| Leeds Rhinos | St Helens |
| 0 | 22 |
|  | 1 | 2 | Total |
| LEE | 0 | 0 | 0 |
| ST H | 10 | 12 | 22 |
- Date: 8 June 2024
- Stadium: Wembley Stadium
- Location: London, United Kingdom
- Player of the Match: Zoe Harris (St Helens)
- Abide with Me: Maxwell Thorpe
- God Save the King: Katherine Jenkins
- Referee: Aaron Moore
- Attendance: 9,608

Broadcast partners
- Broadcasters: BBC;

= 2024 Women's Challenge Cup final =

Rugby league match

The 2024 Women's Challenge Cup Final was the 12th final of the Rugby Football League's Women's Challenge Cup knock-out competition. The 2024 was the second final at Wembley Stadium, and held on 8 June 2024.
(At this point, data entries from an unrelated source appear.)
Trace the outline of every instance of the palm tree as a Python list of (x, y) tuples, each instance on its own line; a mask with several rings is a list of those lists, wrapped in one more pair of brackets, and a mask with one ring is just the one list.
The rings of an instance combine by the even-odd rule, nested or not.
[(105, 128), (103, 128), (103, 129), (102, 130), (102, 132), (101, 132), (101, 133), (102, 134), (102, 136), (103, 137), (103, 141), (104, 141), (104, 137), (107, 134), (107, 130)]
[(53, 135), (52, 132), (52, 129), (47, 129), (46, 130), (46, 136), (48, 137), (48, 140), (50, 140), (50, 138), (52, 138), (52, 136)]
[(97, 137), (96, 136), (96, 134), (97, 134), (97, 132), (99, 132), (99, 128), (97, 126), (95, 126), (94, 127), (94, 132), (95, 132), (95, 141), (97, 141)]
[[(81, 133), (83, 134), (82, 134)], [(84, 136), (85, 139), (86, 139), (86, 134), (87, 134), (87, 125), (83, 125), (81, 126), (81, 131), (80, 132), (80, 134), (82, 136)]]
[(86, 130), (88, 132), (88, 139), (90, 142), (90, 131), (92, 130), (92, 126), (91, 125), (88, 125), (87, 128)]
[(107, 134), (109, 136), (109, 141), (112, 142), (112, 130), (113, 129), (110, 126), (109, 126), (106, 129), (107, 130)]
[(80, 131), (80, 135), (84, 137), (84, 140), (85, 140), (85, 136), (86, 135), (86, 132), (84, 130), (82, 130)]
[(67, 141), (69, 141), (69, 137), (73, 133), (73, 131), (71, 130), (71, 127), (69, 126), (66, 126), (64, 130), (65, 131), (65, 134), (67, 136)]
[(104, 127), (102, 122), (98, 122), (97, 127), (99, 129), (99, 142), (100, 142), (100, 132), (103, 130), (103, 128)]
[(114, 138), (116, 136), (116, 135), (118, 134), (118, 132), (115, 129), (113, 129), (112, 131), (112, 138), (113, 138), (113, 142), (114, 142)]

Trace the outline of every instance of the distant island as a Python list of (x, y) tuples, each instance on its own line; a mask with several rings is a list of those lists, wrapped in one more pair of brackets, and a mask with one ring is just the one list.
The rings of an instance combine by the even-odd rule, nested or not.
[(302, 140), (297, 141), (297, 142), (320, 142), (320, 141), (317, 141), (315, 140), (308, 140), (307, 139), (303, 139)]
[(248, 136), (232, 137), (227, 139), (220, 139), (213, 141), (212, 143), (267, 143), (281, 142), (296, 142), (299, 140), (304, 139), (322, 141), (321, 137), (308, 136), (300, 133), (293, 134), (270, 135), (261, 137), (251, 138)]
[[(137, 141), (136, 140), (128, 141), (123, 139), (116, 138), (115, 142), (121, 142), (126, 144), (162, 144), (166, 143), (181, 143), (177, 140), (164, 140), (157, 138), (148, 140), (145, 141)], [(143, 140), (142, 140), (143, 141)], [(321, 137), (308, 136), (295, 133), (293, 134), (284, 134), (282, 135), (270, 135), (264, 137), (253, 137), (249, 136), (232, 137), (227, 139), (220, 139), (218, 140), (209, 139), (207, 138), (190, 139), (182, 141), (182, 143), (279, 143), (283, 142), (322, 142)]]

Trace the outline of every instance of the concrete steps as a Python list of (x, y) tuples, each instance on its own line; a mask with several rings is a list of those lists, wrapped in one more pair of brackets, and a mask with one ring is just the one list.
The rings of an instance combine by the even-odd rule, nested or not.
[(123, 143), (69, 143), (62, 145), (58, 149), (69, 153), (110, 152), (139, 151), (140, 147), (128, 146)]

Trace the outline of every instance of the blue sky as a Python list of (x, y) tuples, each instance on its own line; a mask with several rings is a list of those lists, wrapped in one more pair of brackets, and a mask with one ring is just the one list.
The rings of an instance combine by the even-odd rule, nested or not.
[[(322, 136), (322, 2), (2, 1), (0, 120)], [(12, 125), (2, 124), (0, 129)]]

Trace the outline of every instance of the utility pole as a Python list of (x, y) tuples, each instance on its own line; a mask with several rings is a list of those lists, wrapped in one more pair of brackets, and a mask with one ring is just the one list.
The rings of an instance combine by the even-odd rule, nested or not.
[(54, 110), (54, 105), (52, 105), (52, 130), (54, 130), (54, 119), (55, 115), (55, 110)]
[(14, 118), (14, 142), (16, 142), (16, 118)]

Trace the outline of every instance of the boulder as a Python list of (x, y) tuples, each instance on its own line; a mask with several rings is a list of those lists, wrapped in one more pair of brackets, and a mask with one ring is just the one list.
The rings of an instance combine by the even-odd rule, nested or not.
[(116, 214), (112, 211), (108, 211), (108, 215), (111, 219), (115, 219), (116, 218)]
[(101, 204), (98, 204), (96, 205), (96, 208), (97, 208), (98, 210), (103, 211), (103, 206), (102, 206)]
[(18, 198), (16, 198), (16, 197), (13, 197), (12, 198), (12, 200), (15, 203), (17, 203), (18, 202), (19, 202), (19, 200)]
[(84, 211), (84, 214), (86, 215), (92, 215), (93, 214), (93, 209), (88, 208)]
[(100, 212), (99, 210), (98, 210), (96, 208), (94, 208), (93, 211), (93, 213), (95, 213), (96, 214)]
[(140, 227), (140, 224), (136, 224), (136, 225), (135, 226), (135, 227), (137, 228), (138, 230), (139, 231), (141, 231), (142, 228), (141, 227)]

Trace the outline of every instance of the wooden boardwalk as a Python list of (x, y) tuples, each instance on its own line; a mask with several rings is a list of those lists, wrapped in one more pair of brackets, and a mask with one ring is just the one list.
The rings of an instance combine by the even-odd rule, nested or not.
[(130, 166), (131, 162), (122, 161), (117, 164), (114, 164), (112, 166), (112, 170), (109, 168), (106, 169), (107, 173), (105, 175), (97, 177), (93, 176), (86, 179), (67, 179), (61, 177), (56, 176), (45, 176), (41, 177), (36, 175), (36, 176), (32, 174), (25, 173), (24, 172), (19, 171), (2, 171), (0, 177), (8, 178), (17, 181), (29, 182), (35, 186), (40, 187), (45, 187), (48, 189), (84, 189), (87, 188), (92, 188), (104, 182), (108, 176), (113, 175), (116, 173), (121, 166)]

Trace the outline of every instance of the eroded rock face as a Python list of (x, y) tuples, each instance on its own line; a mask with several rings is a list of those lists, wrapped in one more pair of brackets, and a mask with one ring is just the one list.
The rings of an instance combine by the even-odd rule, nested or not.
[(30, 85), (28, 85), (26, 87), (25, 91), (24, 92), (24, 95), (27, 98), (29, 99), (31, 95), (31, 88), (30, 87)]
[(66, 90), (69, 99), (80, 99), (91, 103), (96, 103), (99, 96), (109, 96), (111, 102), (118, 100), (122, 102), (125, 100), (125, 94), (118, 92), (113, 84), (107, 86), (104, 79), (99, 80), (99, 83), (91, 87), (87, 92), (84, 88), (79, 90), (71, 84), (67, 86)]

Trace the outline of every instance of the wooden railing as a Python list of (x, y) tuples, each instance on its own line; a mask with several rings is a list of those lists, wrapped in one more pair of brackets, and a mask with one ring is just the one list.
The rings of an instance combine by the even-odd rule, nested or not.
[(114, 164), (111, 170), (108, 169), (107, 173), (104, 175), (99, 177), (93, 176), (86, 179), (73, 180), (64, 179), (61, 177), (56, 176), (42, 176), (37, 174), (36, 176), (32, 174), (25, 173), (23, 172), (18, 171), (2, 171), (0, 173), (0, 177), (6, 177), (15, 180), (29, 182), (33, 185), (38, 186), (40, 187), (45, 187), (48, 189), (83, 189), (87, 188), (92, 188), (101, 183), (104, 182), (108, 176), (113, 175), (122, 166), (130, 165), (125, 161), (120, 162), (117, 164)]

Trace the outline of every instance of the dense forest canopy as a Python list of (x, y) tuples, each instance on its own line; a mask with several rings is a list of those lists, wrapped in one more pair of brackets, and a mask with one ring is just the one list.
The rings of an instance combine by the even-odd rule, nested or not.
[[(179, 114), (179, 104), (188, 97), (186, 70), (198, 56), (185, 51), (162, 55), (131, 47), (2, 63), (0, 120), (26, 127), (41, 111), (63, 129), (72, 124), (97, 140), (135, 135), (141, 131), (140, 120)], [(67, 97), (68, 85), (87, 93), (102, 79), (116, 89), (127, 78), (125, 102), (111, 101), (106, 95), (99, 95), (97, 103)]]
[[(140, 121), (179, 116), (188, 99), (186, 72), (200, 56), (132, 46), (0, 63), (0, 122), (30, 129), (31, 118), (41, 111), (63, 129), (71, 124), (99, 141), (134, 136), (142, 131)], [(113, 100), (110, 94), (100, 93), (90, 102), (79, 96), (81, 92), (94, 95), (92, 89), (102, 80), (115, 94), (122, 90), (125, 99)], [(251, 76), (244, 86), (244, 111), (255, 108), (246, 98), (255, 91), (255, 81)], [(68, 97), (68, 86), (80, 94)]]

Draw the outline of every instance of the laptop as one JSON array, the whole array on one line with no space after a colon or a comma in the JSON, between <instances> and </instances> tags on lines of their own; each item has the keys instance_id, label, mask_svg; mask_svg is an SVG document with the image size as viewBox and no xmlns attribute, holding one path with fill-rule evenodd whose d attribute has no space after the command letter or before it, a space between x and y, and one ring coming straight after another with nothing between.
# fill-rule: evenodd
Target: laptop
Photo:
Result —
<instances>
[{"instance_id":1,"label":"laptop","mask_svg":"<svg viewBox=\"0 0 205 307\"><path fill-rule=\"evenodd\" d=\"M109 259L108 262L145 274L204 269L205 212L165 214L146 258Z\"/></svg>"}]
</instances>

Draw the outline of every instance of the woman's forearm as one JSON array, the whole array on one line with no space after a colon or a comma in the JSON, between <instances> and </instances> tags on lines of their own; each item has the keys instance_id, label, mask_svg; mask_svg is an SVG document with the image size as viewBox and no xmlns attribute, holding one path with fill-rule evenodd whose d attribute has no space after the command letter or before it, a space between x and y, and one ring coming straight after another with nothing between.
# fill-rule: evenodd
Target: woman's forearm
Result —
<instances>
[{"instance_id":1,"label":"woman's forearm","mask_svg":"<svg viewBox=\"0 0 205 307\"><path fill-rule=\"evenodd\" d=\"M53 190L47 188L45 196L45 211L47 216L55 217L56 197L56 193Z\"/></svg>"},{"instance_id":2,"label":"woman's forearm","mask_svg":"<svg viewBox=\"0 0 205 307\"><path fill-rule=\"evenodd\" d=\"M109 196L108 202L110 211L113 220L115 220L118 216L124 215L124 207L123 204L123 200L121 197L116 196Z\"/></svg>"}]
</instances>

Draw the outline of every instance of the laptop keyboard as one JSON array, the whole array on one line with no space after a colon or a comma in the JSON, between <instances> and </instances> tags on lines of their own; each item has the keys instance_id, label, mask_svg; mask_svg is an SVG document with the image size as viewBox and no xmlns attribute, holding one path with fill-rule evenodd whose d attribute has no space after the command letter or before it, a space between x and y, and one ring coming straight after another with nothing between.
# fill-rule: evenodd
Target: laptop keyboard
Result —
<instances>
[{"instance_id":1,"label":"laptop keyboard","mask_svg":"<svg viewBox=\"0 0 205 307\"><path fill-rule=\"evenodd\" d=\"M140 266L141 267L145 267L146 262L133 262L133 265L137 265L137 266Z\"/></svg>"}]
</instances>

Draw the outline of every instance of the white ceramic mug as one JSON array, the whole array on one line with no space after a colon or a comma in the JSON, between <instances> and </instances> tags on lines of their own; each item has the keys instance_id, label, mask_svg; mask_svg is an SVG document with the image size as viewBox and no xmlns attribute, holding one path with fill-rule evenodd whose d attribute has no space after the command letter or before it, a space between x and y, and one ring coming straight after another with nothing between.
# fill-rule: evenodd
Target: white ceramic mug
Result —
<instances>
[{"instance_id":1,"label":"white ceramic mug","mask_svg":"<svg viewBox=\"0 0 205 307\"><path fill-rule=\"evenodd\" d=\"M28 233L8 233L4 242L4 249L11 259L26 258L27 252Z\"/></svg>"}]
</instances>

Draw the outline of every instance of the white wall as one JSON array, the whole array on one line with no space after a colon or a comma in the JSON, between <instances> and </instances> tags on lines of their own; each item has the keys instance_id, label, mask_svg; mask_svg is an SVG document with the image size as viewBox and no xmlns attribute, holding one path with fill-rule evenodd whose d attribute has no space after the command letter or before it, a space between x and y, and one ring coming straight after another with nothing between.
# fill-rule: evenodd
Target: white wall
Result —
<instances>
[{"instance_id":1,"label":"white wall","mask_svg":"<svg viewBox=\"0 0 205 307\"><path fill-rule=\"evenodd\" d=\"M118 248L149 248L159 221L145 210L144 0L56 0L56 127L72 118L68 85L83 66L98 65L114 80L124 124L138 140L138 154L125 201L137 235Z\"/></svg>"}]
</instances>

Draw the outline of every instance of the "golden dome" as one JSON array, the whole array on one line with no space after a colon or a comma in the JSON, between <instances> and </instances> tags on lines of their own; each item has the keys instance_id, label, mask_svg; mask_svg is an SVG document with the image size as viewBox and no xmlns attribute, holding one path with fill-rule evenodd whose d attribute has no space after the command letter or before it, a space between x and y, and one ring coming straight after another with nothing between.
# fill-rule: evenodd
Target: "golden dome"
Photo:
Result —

The final was contested by Leeds Rhinos and St Helens.

==Background==
The 2024 Women's Challenge Cup final was the third consecutive meeting between St Helens and Leeds Rhinos in the competition final.

St Helens were three times defending champions of the Challenge Cup having won in 2021, 2022, and 2023. They also won the tournament four times in a row between 2013 and 2016. Upon gaining their place in the final St Helens were third in Super League.

Leeds Rhinos entered the final aiming to avenge back to back defeats to St Helens in 2022 and 2023. They last won the competition in 2019 retaining it after their 2018 victory. Upon qualification Leeds were in second place in Super League, behind Wigan Warriors the team they eliminated in the semi-finals, but above St Helens.

==Route to the final==
===Leeds Rhinos===

| Round | Opposition | Venue | Score |
| Group Stage | Leigh Leopards | Twist Lane | 52–4 |
| Hull KR | Craven Park | 90–0 |
| Huddersfield Giants | West Park RUFC | 54–10 |
| Quarter-final | Warrington Wolves | Headingley | 70–10 |
| Semi-final | Wigan Warriors | Totally Wicked Stadium | 34–20 |

===St Helens===

| Round | Opposition | Venue | Score |
| Group Stage | London Broncos | Totally Wicked Stadium | 64–0 |
| Bradford Bulls | Odsal Stadium | F–W/O |
| Warrington Wolves | Dallam Playing Fields | 58–6 |
| Quarter-final | Huddersfield Giants | Crusaders Park | 74–0 |
| Semi-final | York Valkyrie | Eco-Power Stadium | 32–2 |

Source:

==Pre-match==
British singer Maxwell Thorpe sang the national anthem and Abide with Me ahead of the match. Thorpe was supported by British DJ Alex Simmons in providing the pre match entertainment.
Following the death of Rob Burrow on 2 June, the RFL announced that Rob's death be commemorated with a minute's silence before kick-off and with a minute's applause during the seventh minute of the game.

Before the game, the Year 7 School's Final was played. Wigan's St Peter's Catholic High School won against Cardiff's Ysgol Gyfun Gymraeg Glantaf.

==Match details==

The match officials were named on 4 June, with Aaron Moore as the referee, alongside Neil Horton, and Beth Neilson, the touch judges. Neilson became the first woman to be part of a senior final officiating team. (Note: Caitlin Beevers refereed the Year 7 Schools Final in 2018.)

==Post-match==
Following the game, the men's final was played along with the 2024 1895 Cup final. The men's game saw an 18–8 victory to Wigan Warriors against Warrington Wolves. The 1895 Cup final saw Wakefield Trinity beat Sheffield Eagles 50–6.